Report from Bellefonte PA, by Helen Fontana Bechdel

Thursday, April 07, 2005

Architect was ahead of her time

Anna Keichline, born in Bellefonte in 1889, was the first female architect registered in the state. Locally, she is honored by a state historical marker in front of the Plaza Centre, a gallery on the second floor of the Brockerhoff and an array of distinctive homes and buildings in the borough.


The Cadillac Building at the corner of West Bishop and South Allegheny streets, where state Rep. Kerry Benninghoff, R-College Township, has his office, is an Anna Keichline design.


Perhaps not as well- known are the contributions Keichline made to the field of kitchen design. The word "ergonomic" probably had not been coined in her time, but she understood early on the importance of cutting down on the backbreaking labor that most kitchens demanded.


Keichline's great-niece Nancy Perkins, also an industrial designer, quoted, in the Spring 1991 issue of Innovations, one of the objectives of a kitchen patent granted to Keichline in 1926: "To improve construction of the various objects in the kitchen for increasing the comfort of the housekeeper as well as reducing her work."


Keichline did not think that a woman should need a ladder to reach the top shelves of a cabinet or that she should have to stoop to reach items on the bottom shelves. And cupboards should have glass doors so you can see what's inside.


Having lived a long time now with Formica counters the color of a York Peppermint Patty, I keep a file of kitchen ideas with the hope of remodeling some day. Glass doors, I see, are now available as an alternative to closed boxes hung on the walls. Keichline would approve.


But I'm not so sure what she would have thought about the current trend of under-the-counter drawers. Ads for one upmarket appliance company show a model wearing skinny pants and high heels squatting in front of the drawer of a floor-level fridge.
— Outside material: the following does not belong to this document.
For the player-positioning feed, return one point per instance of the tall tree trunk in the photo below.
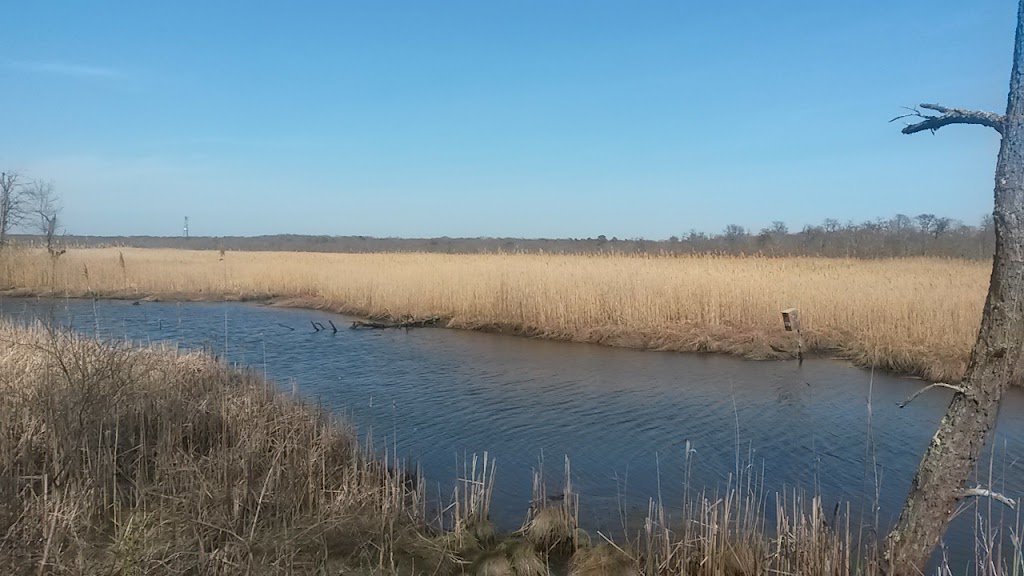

My autumn-gold number is about 30 years old, but it has the freezer on the bottom with food storage at eye level.


Keichline worked hard all her life on the projects she believed in, starting with an oak table that won a prize at the Centre County fair when she was 14. She was awarded seven patents in all, working from her office in the Temple Court Building on South Allegheny Street.


Anna Keichline was not just a woman ahead of her time, she was a woman ahead of our times. Until someone invents an eye-level dishwasher, mine -- which died last winter -- will not be replaced.